La Corte di cassazione ha chiarito che sono censure di merito, inammissibili nel giudizio di legittimità, tutte quelle che attengono a "vizi" diversi dalla mancanza di motivazione, dalla sua "manifesta illogicità", dalla sua contraddittorietà su aspetti essenziali perchè idonei a condurre ad una diversa conclusione del processo. Inammissibili, in particolare, sono le doglianze che "sollecitano una differente comparazione dei significati probatori da attribuire alle diverse prove o evidenziano ragioni in fatto per giungere a conclusioni differenti sui punti dell'attendibilità, della credibilità, dello spessore della valenza probatoria del singolo elemento" (così, Sez. 6, n. 13809 del 17/03/2015, 0., rv. 262965).

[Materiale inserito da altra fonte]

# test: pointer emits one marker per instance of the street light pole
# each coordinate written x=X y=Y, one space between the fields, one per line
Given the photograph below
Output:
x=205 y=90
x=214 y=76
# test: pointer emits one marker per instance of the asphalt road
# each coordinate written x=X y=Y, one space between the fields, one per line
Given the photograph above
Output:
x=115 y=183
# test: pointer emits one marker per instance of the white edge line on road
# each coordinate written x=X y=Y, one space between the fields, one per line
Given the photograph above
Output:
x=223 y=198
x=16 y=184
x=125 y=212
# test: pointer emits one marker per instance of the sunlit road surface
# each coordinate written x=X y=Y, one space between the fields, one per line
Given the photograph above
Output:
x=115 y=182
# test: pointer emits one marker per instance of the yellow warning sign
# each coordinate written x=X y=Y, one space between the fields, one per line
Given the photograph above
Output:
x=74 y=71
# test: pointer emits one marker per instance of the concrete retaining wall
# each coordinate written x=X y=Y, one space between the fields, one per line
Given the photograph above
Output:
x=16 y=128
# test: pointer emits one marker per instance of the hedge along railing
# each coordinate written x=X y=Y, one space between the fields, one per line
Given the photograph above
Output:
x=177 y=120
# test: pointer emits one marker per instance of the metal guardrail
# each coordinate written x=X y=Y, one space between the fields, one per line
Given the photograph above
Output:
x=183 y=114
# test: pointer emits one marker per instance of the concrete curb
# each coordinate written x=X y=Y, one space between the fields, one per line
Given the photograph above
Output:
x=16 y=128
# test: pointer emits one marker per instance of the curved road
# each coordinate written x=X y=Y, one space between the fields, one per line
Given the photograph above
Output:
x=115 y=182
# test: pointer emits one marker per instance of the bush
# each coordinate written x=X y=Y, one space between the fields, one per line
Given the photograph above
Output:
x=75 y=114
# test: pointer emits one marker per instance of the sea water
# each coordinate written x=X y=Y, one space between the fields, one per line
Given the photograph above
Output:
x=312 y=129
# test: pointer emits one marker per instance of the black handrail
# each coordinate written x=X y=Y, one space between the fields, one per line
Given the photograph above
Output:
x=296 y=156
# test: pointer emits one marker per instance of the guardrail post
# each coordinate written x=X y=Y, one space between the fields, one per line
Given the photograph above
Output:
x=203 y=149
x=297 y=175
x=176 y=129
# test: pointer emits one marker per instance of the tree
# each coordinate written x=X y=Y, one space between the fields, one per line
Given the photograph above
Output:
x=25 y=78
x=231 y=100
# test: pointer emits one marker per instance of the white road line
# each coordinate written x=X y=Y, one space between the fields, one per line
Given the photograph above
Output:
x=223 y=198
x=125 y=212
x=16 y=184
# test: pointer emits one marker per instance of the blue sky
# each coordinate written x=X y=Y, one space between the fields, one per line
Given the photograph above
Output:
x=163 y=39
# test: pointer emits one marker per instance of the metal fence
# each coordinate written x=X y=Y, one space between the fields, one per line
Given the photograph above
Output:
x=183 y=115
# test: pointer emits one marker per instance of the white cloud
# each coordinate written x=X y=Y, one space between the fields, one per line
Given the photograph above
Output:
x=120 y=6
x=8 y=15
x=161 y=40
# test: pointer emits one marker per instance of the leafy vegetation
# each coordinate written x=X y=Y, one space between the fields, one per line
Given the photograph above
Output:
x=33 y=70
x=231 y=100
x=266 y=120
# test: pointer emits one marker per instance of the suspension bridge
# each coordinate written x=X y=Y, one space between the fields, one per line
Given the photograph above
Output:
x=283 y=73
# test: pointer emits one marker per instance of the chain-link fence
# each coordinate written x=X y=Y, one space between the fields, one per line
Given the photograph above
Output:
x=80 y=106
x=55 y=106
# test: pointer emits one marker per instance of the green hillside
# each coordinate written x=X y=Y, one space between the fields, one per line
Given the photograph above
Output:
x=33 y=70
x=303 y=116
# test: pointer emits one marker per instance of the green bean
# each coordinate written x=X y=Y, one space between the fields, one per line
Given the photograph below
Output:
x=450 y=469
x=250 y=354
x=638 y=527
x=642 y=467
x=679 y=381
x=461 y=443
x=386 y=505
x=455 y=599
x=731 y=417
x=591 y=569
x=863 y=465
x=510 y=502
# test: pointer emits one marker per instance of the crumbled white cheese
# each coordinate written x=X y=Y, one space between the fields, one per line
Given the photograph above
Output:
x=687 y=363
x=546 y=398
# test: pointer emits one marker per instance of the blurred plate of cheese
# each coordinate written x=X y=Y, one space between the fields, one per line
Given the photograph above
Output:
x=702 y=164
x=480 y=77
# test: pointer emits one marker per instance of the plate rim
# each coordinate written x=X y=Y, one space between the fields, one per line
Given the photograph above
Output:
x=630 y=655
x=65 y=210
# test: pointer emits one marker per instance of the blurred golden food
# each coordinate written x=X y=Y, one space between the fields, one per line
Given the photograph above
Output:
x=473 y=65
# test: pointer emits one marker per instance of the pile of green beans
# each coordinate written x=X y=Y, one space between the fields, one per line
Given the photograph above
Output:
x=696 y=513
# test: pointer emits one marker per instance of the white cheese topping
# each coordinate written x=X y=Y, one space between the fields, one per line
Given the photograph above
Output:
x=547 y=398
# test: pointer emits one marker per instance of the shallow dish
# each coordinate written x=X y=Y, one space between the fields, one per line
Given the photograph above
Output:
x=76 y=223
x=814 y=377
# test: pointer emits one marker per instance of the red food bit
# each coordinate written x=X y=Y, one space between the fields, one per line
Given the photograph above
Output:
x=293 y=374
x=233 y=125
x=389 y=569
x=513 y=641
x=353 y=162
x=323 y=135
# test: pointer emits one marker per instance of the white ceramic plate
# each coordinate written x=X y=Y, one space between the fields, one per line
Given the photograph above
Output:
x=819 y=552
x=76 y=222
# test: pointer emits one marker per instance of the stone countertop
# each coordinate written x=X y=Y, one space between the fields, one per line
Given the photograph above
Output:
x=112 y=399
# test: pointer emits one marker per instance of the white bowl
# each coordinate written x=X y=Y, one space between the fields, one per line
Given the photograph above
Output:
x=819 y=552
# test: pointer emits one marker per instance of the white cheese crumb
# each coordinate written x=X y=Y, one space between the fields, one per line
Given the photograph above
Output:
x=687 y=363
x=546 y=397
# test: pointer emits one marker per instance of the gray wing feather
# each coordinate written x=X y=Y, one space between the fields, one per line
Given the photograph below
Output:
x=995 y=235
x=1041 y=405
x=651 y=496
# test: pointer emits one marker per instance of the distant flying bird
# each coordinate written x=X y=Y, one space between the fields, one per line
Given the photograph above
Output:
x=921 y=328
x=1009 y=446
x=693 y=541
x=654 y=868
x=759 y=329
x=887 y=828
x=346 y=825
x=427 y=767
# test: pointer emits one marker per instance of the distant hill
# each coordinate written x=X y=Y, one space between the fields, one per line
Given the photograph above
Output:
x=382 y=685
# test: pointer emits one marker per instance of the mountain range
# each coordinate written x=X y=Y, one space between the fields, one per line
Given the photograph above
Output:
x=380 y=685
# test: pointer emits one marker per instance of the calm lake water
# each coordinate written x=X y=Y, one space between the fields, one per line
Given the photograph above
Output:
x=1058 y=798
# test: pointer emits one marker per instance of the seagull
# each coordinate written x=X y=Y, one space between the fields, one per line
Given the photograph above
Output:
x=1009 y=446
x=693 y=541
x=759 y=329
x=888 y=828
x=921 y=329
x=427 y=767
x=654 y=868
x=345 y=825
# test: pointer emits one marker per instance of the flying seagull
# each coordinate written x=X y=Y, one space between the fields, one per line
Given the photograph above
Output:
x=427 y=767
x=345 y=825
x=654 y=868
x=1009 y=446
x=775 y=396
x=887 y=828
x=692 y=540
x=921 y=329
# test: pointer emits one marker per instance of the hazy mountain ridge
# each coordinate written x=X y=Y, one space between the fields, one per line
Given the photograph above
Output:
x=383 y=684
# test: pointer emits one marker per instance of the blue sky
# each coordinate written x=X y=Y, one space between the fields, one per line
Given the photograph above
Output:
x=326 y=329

8. E' invece fondato il terzo motivo di ricorso.

Le Sezioni unite della Corte di cassazione hanno chiarito come nel reato di omessa corresponsione dell'assegno divorzile previsto dalla L. 1 dicembre 1970, n. 898, art. 12 sexies, come modificato dalla L. 6 marzo 1987, n. 74, art. 21, il generico rinvio, "quoad poenam", all'art. 570 c.p., debba intendersi riferito alle pene alternative previste dal comma primo di quest'ultima disposizione. (Sez. U., n. 23866 del 30/01/2013, S., Rv.255269).

Ne deriva che all'odierno imputato non poteva essere inflitta cumulativamente la pena detentiva e quella pecuniaria.

La sentenza deve essere annullata sul punto senza rinvio.

Le Sezioni unite della Corte hanno affermato che la Corte di cassazione pronuncia sentenza di annullamento senza rinvio se ritiene superfluo il rinvio e se, anche all'esito di valutazioni discrezionali, può decidere la causa alla stregua degli elementi di fatto già accertati o sulla base delle statuizioni adottate dal giudice di merito, non risultando necessari ulteriori accertamenti (Sez. U., n. 3464 del 30/11/2017, dep. 2018, Matrone, Rv. 271831) In applicazione del principio indicato ed in ragione delle circostanze oggettive evidenziate nelle sentenze di merito, e, quindi, della lunga durata dell'inadempimento, protrattosi per cinque anni, del grave disagio derivatone alla minore e della intensità del dolo, la pena, ai sensi dell'art. 620 c.p.p., lett. l), può essere determinata eliminando quella pecuniaria della multa e confermando i mesi tre di reclusione.

P.Q.M.


Annulla senza rinvio la sentenza impugnata limitatamente alla pena della multa, che elimina. Rigetta il ricorso nel resto.


Così deciso in Roma, il 4 gennaio 2018.